Advertisement

CIA VS. ABC : TRIAL LIFTING LID ON CIA DISPUTE WITH ABC NEWS

Share
Times Staff Writer

Events leading to a disputed ABC News report that accused the CIA of illegal activities are coming to light in testimony in a Honolulu federal criminal trial.

For the first time in open court, attorneys began this week to unravel the tangled association between the Central Intelligence Agency and businessman Ronald R. Rewald’s defunct Bishop, Baldwin, Rewald, Dillingham & Wong investment firm. In testimony by former CIA officers, Rewald was characterized as an eager agency informant who successfully lied about his accomplishments to impress the agency’s operatives in Hawaii.

The nature of Rewald’s association with the CIA is the key issue in an unprecedented 11-month dispute between the intelligence agency and ABC News. Rewald and ABC have claimed that his firm was a front for a variety of CIA missions from 1979 to 1983. The CIA has denied the allegations and waged a so far unsuccessful campaign to force ABC to back down from its reporting.

Advertisement

According to wire service reports of this week’s trial proceedings, one former CIA official testified that Rewald was a “walk-in” agency source who was never sent on spy missions or paid substantial sums of CIA money. Another former intelligence officer denied that the CIA helped to set up Rewald’s firm or had any part in his alleged swindle of about $22 million.

John C. (Jack) Kindschi, a former CIA chief of station in Honolulu and a paid consultant to and investor in Rewald’s firm, testified that the CIA never used the Bishop, Baldwin company as a cover for clandestine CIA operations.

He acknowledged, however, that the agency installed a telephone and telex in Rewald’s offices to give the impression that agents overseas were working for a private company in Honolulu.

Kindschi said that Rewald kept the communications equipment long after the CIA stopped using it.

Kindschi testified that Rewald was a “walk in” source for the agency who constantly offered to provide information from his numerous trips abroad.

The former station chief said he was so impressed by Rewald’s claimed accomplishments that he never doubted their authenticity.

Advertisement

Rewald said he had been a state champion pole-vaulter, a pilot, a professional football player and a successful businessman who had operated a chain of Midwestern sporting goods store, Kindschi said.
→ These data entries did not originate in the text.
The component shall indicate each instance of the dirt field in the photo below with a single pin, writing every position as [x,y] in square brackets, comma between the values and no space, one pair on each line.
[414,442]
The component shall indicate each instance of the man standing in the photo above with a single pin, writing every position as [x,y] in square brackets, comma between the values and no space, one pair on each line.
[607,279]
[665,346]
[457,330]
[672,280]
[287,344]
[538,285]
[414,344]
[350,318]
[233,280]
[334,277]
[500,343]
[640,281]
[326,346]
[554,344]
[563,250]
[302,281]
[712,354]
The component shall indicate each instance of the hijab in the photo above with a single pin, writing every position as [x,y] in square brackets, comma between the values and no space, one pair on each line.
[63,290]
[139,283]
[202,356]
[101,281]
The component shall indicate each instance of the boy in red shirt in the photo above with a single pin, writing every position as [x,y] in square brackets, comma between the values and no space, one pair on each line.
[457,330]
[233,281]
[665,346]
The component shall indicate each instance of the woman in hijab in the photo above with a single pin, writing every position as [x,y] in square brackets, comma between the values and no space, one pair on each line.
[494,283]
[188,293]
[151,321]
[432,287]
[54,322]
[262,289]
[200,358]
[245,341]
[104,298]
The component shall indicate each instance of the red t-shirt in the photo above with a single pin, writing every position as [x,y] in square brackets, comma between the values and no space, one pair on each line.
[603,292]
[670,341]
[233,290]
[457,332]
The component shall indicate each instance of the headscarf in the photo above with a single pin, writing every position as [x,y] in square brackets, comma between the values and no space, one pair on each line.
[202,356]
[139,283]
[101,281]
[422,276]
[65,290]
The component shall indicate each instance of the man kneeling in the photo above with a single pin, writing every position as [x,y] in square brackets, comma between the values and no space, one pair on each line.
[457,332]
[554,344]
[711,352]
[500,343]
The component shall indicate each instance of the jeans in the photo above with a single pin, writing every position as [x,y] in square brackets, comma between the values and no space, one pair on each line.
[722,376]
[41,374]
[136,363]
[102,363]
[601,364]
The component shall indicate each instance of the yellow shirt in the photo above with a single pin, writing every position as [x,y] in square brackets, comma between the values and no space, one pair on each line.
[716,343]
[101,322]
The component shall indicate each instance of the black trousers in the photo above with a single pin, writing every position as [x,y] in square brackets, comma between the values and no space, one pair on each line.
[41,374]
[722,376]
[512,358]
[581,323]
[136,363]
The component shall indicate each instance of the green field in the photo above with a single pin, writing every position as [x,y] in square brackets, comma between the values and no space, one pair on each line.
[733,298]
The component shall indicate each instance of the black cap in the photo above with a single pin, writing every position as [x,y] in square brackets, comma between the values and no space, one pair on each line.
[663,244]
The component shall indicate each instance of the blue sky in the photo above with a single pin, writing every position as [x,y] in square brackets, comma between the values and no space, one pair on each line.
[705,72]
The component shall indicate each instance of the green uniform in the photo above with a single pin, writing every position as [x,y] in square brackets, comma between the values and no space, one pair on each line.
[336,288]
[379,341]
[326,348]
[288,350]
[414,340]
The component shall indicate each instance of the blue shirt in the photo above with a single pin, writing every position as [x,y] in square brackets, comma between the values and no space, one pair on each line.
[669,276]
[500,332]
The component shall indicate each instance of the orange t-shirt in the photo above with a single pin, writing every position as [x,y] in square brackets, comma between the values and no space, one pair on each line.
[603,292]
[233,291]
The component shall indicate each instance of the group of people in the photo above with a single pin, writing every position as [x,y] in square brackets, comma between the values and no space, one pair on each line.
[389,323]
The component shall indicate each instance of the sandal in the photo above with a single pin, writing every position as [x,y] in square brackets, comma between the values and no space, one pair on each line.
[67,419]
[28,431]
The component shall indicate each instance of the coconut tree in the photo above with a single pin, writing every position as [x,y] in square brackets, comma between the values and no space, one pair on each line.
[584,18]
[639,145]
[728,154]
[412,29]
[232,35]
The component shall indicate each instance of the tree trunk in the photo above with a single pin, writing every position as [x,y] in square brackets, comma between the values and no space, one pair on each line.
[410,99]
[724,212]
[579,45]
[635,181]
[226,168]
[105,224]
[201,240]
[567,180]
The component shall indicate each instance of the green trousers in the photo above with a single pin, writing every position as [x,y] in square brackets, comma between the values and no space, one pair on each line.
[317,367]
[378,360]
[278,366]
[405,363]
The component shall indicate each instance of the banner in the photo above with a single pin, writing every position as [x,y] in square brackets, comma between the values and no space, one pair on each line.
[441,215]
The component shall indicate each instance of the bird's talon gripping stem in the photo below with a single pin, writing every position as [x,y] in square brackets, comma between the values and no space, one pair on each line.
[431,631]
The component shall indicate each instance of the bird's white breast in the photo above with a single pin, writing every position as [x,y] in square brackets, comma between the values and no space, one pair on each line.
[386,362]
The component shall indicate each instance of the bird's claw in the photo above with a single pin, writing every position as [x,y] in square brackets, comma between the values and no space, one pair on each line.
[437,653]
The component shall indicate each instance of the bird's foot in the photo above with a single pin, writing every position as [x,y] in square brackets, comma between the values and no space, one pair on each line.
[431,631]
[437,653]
Eugene Welch, another former CIA chief of station, testified that the agency’s ties to Rewald began when Rewald contacted the CIA office in 1978, said he would be traveling to the Far East frequently on business and wanted to volunteer information to the agency. Welch said that the public CIA office in Honolulu was open to any U.S. citizen wishing to provide information in such a manner.

Welch said the CIA cleared Rewald to receive “confidential” but not “secret” agency information. Welch admitted that a CIA clearance check on Rewald failed to turn up a Wisconsin theft conviction; it also failed to show that his claims to hold degrees from Marquette University were false. (Rewald has claimed that the CIA provided him with the fake college degrees.)

Welch’s testimony was supported by a CIA “source-contact” sheet introduced by the government as evidence and immediately challenged by Rewald’s attorney--assistant federal public defender Brian Tamanaha.

Rewald is on trial for tax evasion, fraud and perjury. Among its multiple charges against Rewald, the government claims that he lied in a sworn statement alleging that Welch instructed him to set up the Bishop, Baldwin firm for use by the CIA as a cover for agents.

That and other charges in Rewald’s statement formed much of the basis for ABC’s disputed September, 1984, investigative report. The network claimed to have verified that the CIA engaged in a variety of clandestine and illegal operations through Rewald’s company--including arms shipments to India, Syria and Taiwan. ABC also broadcast charges that the CIA plotted to murder Rewald and threatened the life of an investor in his firm.

Advertisement

In an unusual public confrontation, the CIA charged ABC with deliberate news distortion and asked the Federal Communications Commission to find the network in violation of broadcasting’s fairness doctrine and other regulations.

In July, the FCC denied the CIA’s complaint but upheld the right of federal agencies to bring fairness actions. That decision, which does not become official until the FCC formally releases a written order, is expected to spawn a number of legal actions.

In addition, ABC and the CIA face a $145-million libel suit by Scott T. Barnes. He was the source for the network’s report that the agency planned to kill Rewald to keep his story from getting out.

Rewald’s criminal trial opened Aug. 5 in Honolulu and is expected to continue well into the fall.